Il Concilio, superando le perplessità di taluni cristiani (che li hanno portati ad affermare che «il cristianesimo non è fatto per l’Africa») tende a riconoscere le affermazioni di taluni africani, non cattolici, che si dicono profondamente e totalmente religiosi. E questo riconoscimento vale non solo per gli africani, ma per i popoli di altri continenti e non soltanto per le grandi civiltà.
Non c’è malinteso nella dichiarazione dell’uomo del terzo mondo che si proclama religioso e fa riferimento a strutture autenticamente religiose; non si può parlare di animismo, feticismo o magia (che si possono rinvenire in ogni religione vista dal versante esteriore e popolare); questi fenomeni non costituiscono tutta la religione di un determinato popolo. Anche il termine «politeismo» è inadeguato, essendo solo parte di una determinata religione.
Nella maggior parte dei popoli conosciuti la vita è impregnata di religione e non si può parlare di «popoli senza religione», affermazione fatta da coloro che definiscono la «religione» secondo i criteri del proprio Credo.
La civiltà occidentale sta imponendo violentemente alle altre una «laicizzazione progressiva», distruggendo le loro strutture religiose – in particolare quelle delle cosiddette «società inferiori» – senza volerle o poterle rimpiazzare, allo stesso livello di profondità interiore, con altre strutture religiose.
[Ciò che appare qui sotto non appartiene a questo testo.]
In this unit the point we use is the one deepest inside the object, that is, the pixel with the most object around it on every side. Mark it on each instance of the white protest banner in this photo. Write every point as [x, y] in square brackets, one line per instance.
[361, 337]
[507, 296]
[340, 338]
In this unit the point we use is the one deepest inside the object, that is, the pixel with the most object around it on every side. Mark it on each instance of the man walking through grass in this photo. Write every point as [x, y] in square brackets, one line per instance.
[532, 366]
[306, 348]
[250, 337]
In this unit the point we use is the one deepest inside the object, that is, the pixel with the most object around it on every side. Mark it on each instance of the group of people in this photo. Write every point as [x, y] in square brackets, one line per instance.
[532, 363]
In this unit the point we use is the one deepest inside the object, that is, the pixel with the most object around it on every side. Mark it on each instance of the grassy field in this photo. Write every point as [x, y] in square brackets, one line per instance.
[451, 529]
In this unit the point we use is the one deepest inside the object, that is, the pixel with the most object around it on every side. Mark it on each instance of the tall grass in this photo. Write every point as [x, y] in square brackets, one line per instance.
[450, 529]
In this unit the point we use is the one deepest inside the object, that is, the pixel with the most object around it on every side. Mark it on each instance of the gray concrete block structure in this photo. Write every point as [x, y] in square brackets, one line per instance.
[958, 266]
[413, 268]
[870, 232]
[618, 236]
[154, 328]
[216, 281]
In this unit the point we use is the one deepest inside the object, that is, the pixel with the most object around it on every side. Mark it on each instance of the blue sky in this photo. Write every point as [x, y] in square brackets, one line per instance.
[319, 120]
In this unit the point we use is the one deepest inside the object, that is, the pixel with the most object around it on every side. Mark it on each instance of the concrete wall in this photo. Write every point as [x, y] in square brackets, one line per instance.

Non è possibile stabilire una definizione normativa o nozionistica di «religione» applicabile a più religioni, mentre si può applicare loro una definizione di tipo funzionale o fenomenologico.
Joseph Goetz nel volume L’esperienza di Dio nei primitivi. Saggi di etnologia religiosa (Morcelliana, Brescia 1983) afferma che in termini psicologici la religione può essere definita una volontà e un sistema dell’individuo nel tutto, quale egli lo conosce; l’individuo assume un atteggiamento di armonia e partecipazione, volontaria e attiva, a tutto il proprio universo, sforzandosi di assumere un comportamento giusto nei confronti di tutta la realtà (Dio compreso), quale la sua esperienza la propone alla sua coscienza.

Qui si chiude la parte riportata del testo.